Goulden grew up in the seaport town of Newhaven, East Sussex, in 1954. “There were still bombsites around from World War II, an old Victorian railway bridge that had to be cranked open by hand to let ships into the harbor,” he says. “Besides the car ferry to France, the big thing was the Parker Pen Company, where my dad worked for 37 years.” An aunt gave him a Chubby Checker LP, but the first record Goulden remembers being truly fascinated with was “Globetrotter,” a 1963 hit single by the instrumental group the Tornados (of “Telstar” fame). The record’s compressed, futuristic production, by the troubled studio genius Joe Meek, sparked an ongoing interest in the recording process; Beatlemania and its attendant Beat boom came next for the young Goulden. But by 1976, between his studies at art school, the closet songwriter was trapped in a go-nowhere job as a quality control inspector at a lemonade factory. “I read about this new label that was just starting up called Stiff Records and then I heard [the label’s first release] Nick Lowe’s single of ‘Heart of the City’ and ‘So It Goes’ on the radio,” he recounts. “I quit my job and made a tape of me playing all of my songs into my girlfriend’s cassette recorder. I got the address for Stiff and it turned out to be this record shop. I was really nervous but I left the tape with this nice American guy working there, who I later found out was Huey Lewis [the ’80s MTV schlockster’s pre-News band, Clover, lived in London and backed Elvis Costello on his early Stiff sides]. Then I read that Stiff had signed the Damned, who at that time were fabulously entertaining live but just awful as musicians. I thought, ‘If they signed that lot, maybe they’d sign me.’”

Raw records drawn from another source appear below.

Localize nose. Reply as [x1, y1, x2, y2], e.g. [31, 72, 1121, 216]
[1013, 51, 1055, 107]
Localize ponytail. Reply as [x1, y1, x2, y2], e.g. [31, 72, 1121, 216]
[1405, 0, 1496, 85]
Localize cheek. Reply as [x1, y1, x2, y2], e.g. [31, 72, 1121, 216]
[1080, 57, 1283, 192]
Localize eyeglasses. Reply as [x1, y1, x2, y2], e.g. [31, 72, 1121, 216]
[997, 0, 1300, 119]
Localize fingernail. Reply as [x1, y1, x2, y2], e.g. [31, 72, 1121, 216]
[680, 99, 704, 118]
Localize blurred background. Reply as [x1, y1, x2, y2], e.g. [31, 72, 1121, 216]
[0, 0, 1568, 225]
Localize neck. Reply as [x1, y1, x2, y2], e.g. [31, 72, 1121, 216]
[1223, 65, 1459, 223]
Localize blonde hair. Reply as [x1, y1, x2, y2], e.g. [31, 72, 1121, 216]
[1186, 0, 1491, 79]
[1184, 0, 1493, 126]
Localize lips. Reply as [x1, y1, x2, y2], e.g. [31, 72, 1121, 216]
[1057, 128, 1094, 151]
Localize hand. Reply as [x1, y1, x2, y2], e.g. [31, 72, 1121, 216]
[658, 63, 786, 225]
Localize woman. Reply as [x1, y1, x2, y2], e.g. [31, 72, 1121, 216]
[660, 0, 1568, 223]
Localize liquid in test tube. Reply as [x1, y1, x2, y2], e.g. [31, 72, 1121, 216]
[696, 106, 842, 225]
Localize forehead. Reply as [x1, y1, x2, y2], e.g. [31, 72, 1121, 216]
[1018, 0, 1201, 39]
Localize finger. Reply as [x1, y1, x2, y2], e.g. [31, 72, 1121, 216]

A few days later Goulden got a call on his hallway payphone from Stiff chief Jake Riviera asking him to come down for a chat, and he inked a deal with the soon-to-be-seminal label. Where did the “Wreckless” moniker come from? “In those days everybody was using a different name every week,” he says with a shrug. “It’s just the one that stuck.” With Lowe as producer and another recent signee, Ian Dury, sitting in on drums, he cut “(I’d Go the) Whole Wide World” and another original, “Semaphore Signals.” Released as catalog number BUY 16, the 45 became a UK hit and was followed by more great singles—“Reconnez Cherie,” “Take the Cash (K.A.S.H.),” “Broken Doll”— two similarly fine albums, The Wonderful World of Wreckless Eric (1979) and Big Smash! (1980), and a slot alongside Costello, Dury, Lowe, and others on the infamously debauched Live Stiffs tour, which took place in the heady punk year of 1977. “At first, with Stiff it’d felt like we’d all gotten into the basement of this building called the music industry and were finally disassembling it,” says Goulden. “But on that tour things started to get nasty—fights, managers arguing, everybody doing lots of speed and drinking bottles and bottles of vodka.” In the early 1980s, after no bigger hits materialized and depression and disillusionment set in, Goulden dropped out.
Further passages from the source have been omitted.